Even with the `matches` operator, though, it can be difficult to parse what's going on here.

So here's a readability suggestion from the R4DS book: specify the arugments in a different order: first the table, then the columns to gather, and finally what you'd like to call the resulting two columns.

In [23]:
gather(state_pop_by_year, matches('^197?'), key = "year", value = "population")

name,year,population
Alabama,1977,3615000.0
Alaska,1977,365000.0
Arizona,1977,
Alabama,1978,3795750.0
Alaska,1978,383250.0
Arizona,1978,
Alabama,1979,3985537.5
Alaska,1979,402412.5
Arizona,1979,


You have a much better chance of remembering what that does when you read it a month or year from now.

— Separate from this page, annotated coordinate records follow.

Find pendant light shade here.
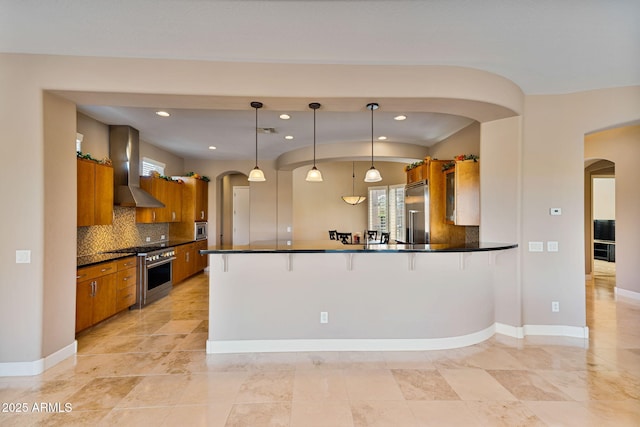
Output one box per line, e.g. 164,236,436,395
342,162,367,206
364,102,382,182
305,102,322,182
249,101,266,182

Spread and gather are *almost* inverses of each other, the only side effect is that you'll end up with missing values for combinations that didn't exist in the original table.

In [24]:
states
gather(spread(states, dimension, stat), Area, Population, key = "dim", value = "statistic")

name,dimension,stat
Alabama,Area,50708
Alaska,Area,566432
Arizona,Area,113417
Alabama,Population,3615000
Alaska,Population,365000


name,dim,statistic
Alabama,Area,50708.0
Alaska,Area,566432.0
Arizona,Area,113417.0
Alabama,Population,3615000.0
Alaska,Population,365000.0
Arizona,Population,


Finally, you'll notice that these functions complain if you have one key with multiple values (e.g., if the population of Arizona were listed twice in `states`).

This is by design, but there are other packages, such as `reshape` and `reshape2`, that can handle these and apply functions to these multiple values.

They're generally more powerful, but also more confusing, functions, and we'll avoid them whenever possible.